Narlydda kissed him on the cheek. “Relax. Half an hour more or less doesn’t mean anything at the annual meeting. Besides, nobody gets to the really good gossip until after dinner.”

“I know,” he growled. “That’s when I usually fall asleep. And don’t tell me to relax, Lydda. If I didn’t keep us on schedule, you two would primp until I fell asleep right here, standing up. And then you’d miss all the fun.”

“Who’s going to be there?” Alanna said.

“Everybody.”

“Including the Akimuras,” Narlydda said. “I haven’t seen Melanie and Yosh in quite a while.”

“I wonder if the boys will come.”

“Boys?” her mother said. “They’re men. Julian and Rick are at least twenty-five. Julian’s almost finished his doctorate.”

“And Rick’s probably graduated from being a part-time breen-runner into a professional dealer.” Skerry’s expression was sour. “You’d think Melanie would have checked out the sperm bank donors more carefully before she got herself impregnated. She could have had two Nobel scientists instead of one good egg and one bad.”
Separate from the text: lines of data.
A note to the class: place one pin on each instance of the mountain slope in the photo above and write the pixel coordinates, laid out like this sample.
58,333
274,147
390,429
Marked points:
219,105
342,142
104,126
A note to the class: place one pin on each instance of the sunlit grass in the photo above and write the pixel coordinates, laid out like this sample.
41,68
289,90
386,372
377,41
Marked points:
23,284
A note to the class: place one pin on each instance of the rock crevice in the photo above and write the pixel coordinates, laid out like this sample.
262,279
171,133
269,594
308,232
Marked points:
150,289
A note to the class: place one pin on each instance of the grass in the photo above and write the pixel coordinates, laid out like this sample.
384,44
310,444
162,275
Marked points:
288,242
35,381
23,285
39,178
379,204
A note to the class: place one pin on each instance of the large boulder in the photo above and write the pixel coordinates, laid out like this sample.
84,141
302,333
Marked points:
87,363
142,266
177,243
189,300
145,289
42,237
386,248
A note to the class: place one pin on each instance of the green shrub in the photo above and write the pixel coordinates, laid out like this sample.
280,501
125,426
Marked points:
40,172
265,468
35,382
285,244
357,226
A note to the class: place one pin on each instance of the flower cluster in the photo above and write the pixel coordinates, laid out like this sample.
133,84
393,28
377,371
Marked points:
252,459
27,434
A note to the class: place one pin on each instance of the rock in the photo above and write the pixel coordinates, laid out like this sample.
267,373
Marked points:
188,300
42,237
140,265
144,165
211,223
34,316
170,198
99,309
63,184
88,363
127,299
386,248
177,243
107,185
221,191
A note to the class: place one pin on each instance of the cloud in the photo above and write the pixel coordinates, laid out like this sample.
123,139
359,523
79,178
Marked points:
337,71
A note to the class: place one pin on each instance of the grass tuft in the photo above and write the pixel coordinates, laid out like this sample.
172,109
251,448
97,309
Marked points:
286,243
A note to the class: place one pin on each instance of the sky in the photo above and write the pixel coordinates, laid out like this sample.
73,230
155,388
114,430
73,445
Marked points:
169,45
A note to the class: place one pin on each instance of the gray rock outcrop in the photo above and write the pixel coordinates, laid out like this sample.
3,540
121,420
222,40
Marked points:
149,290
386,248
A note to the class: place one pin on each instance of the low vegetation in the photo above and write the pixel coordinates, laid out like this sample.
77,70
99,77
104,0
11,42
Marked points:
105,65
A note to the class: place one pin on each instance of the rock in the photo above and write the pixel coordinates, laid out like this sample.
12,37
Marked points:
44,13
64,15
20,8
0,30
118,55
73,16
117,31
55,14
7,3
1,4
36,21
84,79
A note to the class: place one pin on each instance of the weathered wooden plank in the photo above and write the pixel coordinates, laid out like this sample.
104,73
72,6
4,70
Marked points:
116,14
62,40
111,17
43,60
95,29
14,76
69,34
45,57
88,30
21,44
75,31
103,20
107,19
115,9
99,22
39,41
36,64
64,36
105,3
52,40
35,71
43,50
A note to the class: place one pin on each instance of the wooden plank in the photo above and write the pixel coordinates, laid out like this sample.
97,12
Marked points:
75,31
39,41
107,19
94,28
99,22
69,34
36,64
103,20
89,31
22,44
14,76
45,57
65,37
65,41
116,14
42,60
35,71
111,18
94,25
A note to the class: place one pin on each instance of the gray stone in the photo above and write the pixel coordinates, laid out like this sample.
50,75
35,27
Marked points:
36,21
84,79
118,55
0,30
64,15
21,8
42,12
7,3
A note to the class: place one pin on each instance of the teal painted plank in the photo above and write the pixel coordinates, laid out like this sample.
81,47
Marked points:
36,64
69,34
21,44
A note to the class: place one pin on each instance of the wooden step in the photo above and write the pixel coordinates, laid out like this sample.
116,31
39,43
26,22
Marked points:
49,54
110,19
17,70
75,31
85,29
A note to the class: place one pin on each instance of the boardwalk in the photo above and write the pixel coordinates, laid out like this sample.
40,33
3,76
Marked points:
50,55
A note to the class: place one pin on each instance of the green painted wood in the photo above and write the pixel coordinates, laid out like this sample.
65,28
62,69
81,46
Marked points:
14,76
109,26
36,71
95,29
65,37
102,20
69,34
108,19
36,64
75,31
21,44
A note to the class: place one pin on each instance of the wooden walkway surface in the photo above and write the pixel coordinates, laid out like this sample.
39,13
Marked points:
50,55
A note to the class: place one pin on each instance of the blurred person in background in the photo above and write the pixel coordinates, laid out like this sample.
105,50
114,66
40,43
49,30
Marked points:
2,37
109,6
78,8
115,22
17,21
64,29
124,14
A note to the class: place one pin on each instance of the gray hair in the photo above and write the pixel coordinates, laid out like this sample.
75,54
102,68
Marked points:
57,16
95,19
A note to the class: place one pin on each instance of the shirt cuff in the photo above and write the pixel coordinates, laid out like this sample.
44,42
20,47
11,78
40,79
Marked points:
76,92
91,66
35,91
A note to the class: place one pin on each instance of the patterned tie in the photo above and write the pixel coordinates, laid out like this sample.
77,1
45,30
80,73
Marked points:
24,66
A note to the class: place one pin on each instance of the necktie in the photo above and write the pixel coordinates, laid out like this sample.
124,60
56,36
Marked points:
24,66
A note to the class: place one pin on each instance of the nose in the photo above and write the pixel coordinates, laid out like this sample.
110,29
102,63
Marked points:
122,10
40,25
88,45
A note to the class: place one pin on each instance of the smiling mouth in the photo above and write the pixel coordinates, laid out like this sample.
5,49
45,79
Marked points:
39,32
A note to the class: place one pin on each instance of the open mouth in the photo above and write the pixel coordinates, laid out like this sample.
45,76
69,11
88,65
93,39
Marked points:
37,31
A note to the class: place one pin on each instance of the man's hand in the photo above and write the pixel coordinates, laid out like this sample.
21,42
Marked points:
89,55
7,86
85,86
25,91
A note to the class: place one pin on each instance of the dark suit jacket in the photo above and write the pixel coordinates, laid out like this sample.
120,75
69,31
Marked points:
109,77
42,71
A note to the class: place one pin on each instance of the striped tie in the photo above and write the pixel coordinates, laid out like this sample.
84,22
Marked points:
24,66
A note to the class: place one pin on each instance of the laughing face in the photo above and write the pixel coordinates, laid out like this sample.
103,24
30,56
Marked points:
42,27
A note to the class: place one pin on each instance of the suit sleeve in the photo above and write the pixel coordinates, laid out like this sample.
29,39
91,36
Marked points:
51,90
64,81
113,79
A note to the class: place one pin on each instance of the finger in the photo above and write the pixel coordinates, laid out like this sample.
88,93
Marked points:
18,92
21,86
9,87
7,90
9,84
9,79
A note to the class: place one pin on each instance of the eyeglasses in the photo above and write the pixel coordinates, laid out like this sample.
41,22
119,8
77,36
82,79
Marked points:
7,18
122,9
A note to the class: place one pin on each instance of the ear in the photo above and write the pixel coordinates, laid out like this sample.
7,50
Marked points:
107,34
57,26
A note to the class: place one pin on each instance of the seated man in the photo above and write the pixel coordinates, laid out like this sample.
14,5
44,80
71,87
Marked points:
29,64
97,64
“Skerry!” Narlydda’s eyes flashed. “You know she took random choice. Besides, the records were lost in that fire.”

Alanna started laughing.

“Enough character assassination,” Skerry said. “At least until after the meeting.” He hefted a large parcel near the door. “I’ll load this.”

“Don’t be silly. I can do that.” Narlydda began to levitate it out of his hands.

Skerry glared at her. “Don’t treat me like an old man, Lydda.”

“All right. You do it. But don’t put my wallpiece in the van wrong side up or I’ll trade you in for two thirty-year-olds.”

“Wait a couple of years and the Akimura boys will be ripe.”

It was Narlydda’s turn to glower. The sight seemed to cheer Skerry immensely.

“Why doesn’t the Mutant Council pay for the transport of a donated work?” he said. “Especially if it’s going to hang in the Council chamber? They’re lucky to get it.”

Narlydda softened. “Remember to tell them that.”

“Think I won’t?” He grinned at her wolfishly. “One of the few joys remaining to me in my declining years is the opportunity to make myself as big a pain in the ass as often as I can to as many mutants as possible.”